08- Fonds exceptionnel d'investissement

110 000 000 €

110 000 000 €

0,00 %

65 000 000 €

60 000 000 €

- 7,69 %

Source : commission des lois du Sénat, d'après le projet annuel de performances (PAP) 2020

Cette baisse, de 43,9 millions d'euros en crédits de paiement, tend à ajuster les ressources au rythme de la dépense observée au cours des dernières années. La diminution des crédits de paiement des actions 02 et 08 ne se retrouve pas dans les autorisations d'engagement, ce qui corrobore le caractère temporaire de cette réduction, due à une sous-exécution des crédits des années précédentes.

En ce qui concerne la ligne budgétaire unique , toutefois, les autorisations d'engagement sont également en baisse. Il a été indiqué à votre rapporteur que la volonté du Gouvernement était de maintenir le niveau des crédits de la ligne budgétaire unique à un niveau important , afin de conserver la capacité à répondre aux besoins considérables des territoires ultramarins en la matière. Il est ainsi prévu que s'ajoute aux 215 millions d'euros affectés à l'action 01 en projet de loi de finances initiale une partie du produit de cession des sociétés immobilières d'outre-mer (SIDOM). Le montant à ajouter serait de 12,5 millions d'euros. Selon ces informations, le montant effectivement disponible en autorisations d'engagement en 2020 serait alors de 227,5 millions d'euros.

Crédits alloués à la ligne budgétaire unique en autorisations d'engagement
(action 01 Logement du programme 123 « Conditions de vie outre-mer » )

LFI 2019

PLF 2020

Montant effectivement disponible en 2020

Évolution 2019-2020

225,56 millions d'euros

215 millions d'euros

227,5 millions d'euros

+ 1,94 million d'euros

Source : commission des lois du Sénat, à partir des informations recueillies en audition

• Programme 138 « Emploi outre-mer »

Les crédits alloués au programme 138 sont également en diminution 6 ( * ) . Cette baisse résulte exclusivement de la réduction de 2,31 % 7 ( * ) des crédits alloués à l'action 01 « Soutien aux entreprises » . Les dépenses portées par cette action constituent toutefois des dépenses de guichet, visant à compenser les exonérations de charges sociales patronales prévues pour les entreprises ultramarines. Le budget présenté dans la mission « Outre-mer » est basé sur les prévisions de l'Agence centrale des organismes de sécurité sociale (ACOSS) réalisées en juin 2019. Or, à ce stade, l'ACOSS ne bénéficie que d'un recul limité pour réaliser ses prévisions, puisque les entreprises n'ont adopté le dispositif défini en loi de financement pour la sécurité sociale pour 2019 que progressivement au cours de l'année.
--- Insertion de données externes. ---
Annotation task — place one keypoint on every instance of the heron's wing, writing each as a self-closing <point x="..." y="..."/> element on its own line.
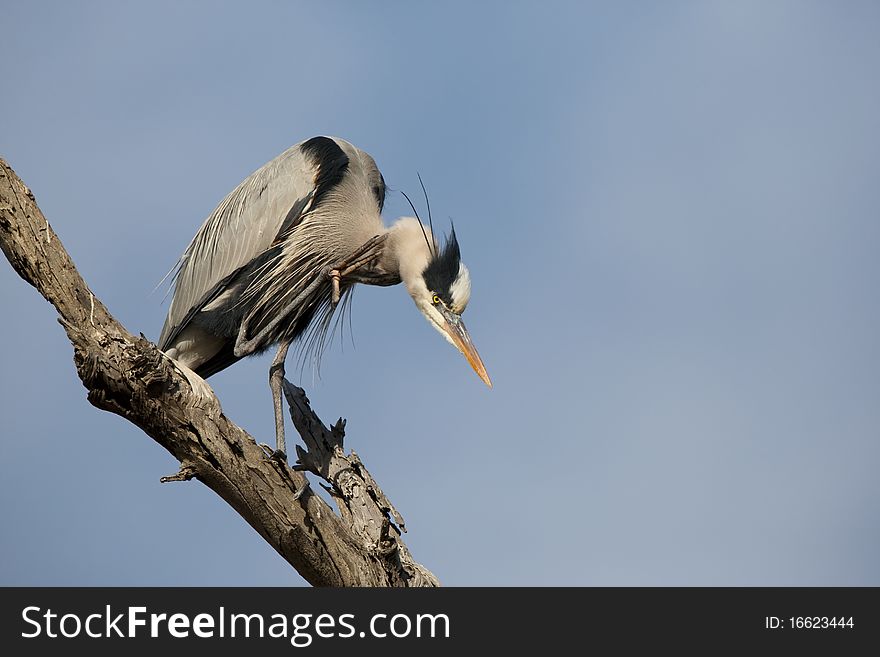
<point x="246" y="223"/>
Les crédits alloués à cette action sont donc destinés à évoluer en fonction des demandes effectivement réalisées par les entreprises en 2020.


* 4 Cette disposition reprend une disposition votée par les deux assemblées lors de l'examen de la loi n° 2019-707 du 5 juillet 2019 portant diverses dispositions institutionnelles en Polynésie française . Cet article a toutefois été censuré par le Conseil constitutionnel, qui indiquait que les critères de détermination des charges étaient insuffisamment définis. L'article 23 du PLF pour 2020 propose donc une définition desdites charges (« Les charges mentionnées au premier alinéa sont déterminées par référence au montant des flux financiers qui résultaient de l'activité du centre d'expérimentation du Pacifique. Ces flux financiers sont composés, d'une part, des recettes fiscales et douanières perçues par le territoire de la Polynésie française et, d'autre part, des dépenses liées à l'activité du centre d'expérimentation du Pacifique ayant un impact économique effectuées sur le territoire »).

* 5 L'article 21 du PLF pour 2020 indique ainsi que « pour l'exercice 2020, le versement par l'État de la dotation [...] est conditionné à la conclusion, avant le 20 décembre 2019, d'une convention d'objectifs et de performance entre l'État et la collectivité territoriale de Guyane ».

* 6 De 1,89% en crédits de paiement et 1,90 % en autorisations d'engagement.

* 7 En autorisations d'engagement et en crédits de paiement.